Relevance to church leaders
This case illustrates a number of important points.
1. It is common for churches to have disputes with a contractor or vendor regarding an amount owed. In many cases church leaders settle such disputes. Such settlements can be very informal. In this case, the settlement agreement was a letter signed by the pastor and two church trustees, and faxed to the contractor who later accepted it with his signature. Perhaps because of the informality of the arrangement the church later sought to revoke the agreement and offer a lower amount. But as the court correctly noted, settlement agreements (no matter how informal, or how transmitted) can be legally enforceable if there is “meeting of the minds” with respect to “all terms” which can be inferred by the “plain language” of written communications. Even though the pastor and two trustees did not consider the letter they faxed to be legally binding, this was the “intent” that the court inferred from the plain language of the signed document in which the church agreed to pay $101,000 to “satisfy not only a final amount due on the original contract, but also all change orders … and accrued interest over the prior one year.”
2. Since church leaders may inadvertently bind the church when they sign documents pertaining to disputes with contractors and vendors, it is advisable to have an attorney review any document before signing it, especially if it relates to a substantial amount.
3. When signing contracts with contractors and vendors, it is a good practice to have a clause inserted in the original contract that addresses how modifications can be made. This helps to reduce the likelihood of disputes (which often stem from attempts by one party to “modify” the original contract terms).
4. The pastor and board members wanted to rescind the original settlement agreement because “upon a review of our records of change orders approved and not approved that affect the total contract price we disagree on the amount of payment outstanding.” This illustrates the importance of thoroughly understanding all the facts before signing any potentially enforceable agreements.

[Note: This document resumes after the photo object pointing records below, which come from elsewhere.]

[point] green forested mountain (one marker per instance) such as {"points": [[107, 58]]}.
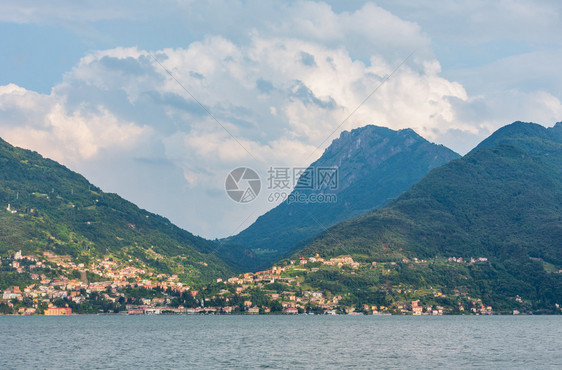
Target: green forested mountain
{"points": [[54, 209], [374, 165], [502, 201]]}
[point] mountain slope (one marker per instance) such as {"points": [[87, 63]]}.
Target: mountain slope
{"points": [[502, 201], [54, 209], [374, 164]]}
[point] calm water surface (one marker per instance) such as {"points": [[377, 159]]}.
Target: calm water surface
{"points": [[126, 342]]}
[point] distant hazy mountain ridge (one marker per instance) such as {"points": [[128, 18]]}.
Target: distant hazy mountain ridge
{"points": [[375, 165]]}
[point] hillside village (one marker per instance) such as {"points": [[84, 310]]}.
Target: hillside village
{"points": [[54, 285]]}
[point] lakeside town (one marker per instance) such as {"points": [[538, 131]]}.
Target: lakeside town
{"points": [[54, 285]]}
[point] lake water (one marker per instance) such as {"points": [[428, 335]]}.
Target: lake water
{"points": [[127, 342]]}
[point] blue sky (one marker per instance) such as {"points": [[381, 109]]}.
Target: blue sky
{"points": [[79, 84]]}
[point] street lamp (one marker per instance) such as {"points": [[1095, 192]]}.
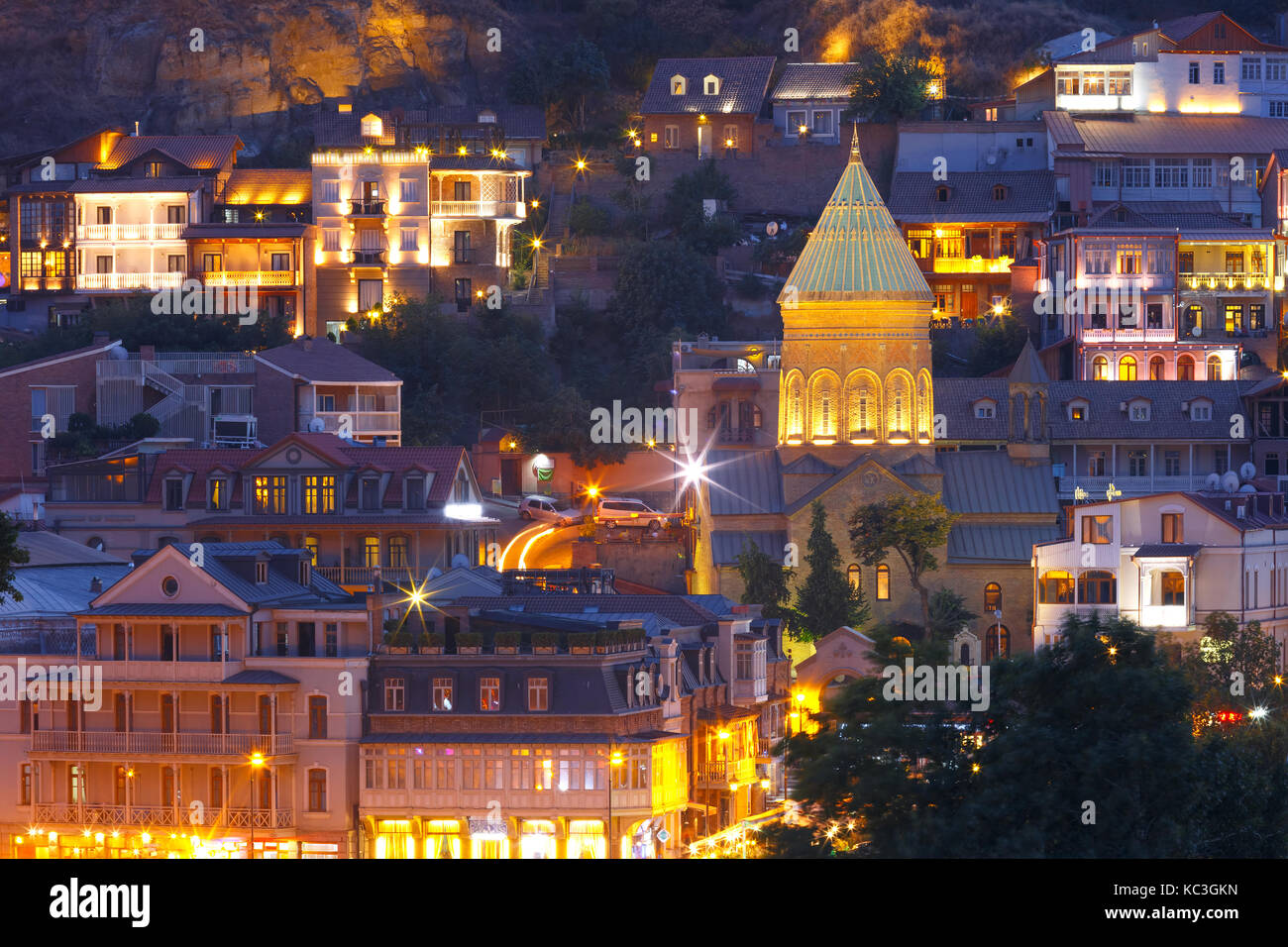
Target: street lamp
{"points": [[614, 759], [257, 759]]}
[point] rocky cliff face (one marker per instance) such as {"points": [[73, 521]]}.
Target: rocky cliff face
{"points": [[256, 68]]}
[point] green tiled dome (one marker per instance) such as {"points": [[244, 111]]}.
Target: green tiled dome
{"points": [[855, 252]]}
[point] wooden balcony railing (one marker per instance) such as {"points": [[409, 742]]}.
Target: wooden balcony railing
{"points": [[162, 744]]}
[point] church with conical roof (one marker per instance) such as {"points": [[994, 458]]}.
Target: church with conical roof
{"points": [[855, 356]]}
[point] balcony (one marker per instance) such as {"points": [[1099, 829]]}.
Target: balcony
{"points": [[130, 282], [138, 744], [116, 232], [971, 264], [366, 206], [1225, 283], [145, 815], [478, 209], [250, 277], [362, 421]]}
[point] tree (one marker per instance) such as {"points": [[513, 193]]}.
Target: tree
{"points": [[913, 526], [765, 581], [827, 599], [11, 554], [889, 88]]}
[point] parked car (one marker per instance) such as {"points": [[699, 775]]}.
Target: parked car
{"points": [[548, 510], [618, 510]]}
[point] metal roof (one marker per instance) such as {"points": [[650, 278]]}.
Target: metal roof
{"points": [[997, 543], [726, 544], [743, 82], [743, 482], [991, 482], [1028, 196], [804, 81], [855, 250]]}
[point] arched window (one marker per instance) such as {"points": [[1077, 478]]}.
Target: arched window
{"points": [[1172, 587], [992, 598], [999, 643], [1055, 587], [1098, 587]]}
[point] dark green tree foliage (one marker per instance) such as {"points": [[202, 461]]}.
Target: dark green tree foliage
{"points": [[1102, 718], [765, 581], [686, 214], [827, 599], [11, 554], [889, 88]]}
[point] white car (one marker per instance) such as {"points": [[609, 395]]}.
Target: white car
{"points": [[614, 510], [546, 510]]}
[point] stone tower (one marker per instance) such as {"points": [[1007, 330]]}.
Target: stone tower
{"points": [[855, 364]]}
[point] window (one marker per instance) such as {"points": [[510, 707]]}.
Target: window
{"points": [[1098, 530], [317, 716], [442, 693], [1055, 587], [269, 495], [539, 693], [489, 693], [992, 598], [317, 789], [1098, 587], [394, 693], [318, 493]]}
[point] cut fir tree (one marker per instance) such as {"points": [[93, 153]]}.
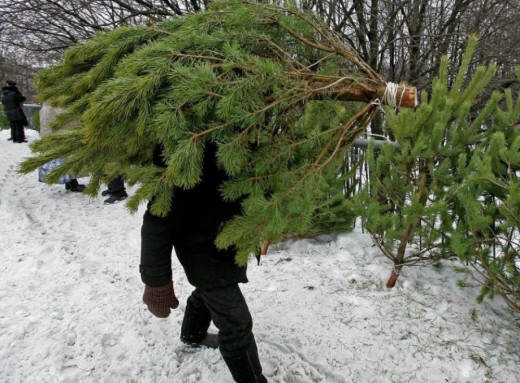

5. The court noted that settlement agreements are “favored” by the law, and this was one reason why the court upheld the agreement signed by the pastor and church trustees. Do not assume that you will be able to avoid the legal consequences of an improvident agreement.
6. Church leaders should never sign a contractual document without proper authorization. The necessary authorization may vary depending on the size and nature of the contract. For example, larger contracts may require congregational approval. Be sure to carefully review the church’s governing documents (i.e., charter, bylaws) and any pertinent resolutions adopted by the church membership or governing board in assessing the authorization that is needed. This principle applies not only to contracts, but also in some cases to contract modifications.
This article first appeared in Church Treasurer Alert, July 2004.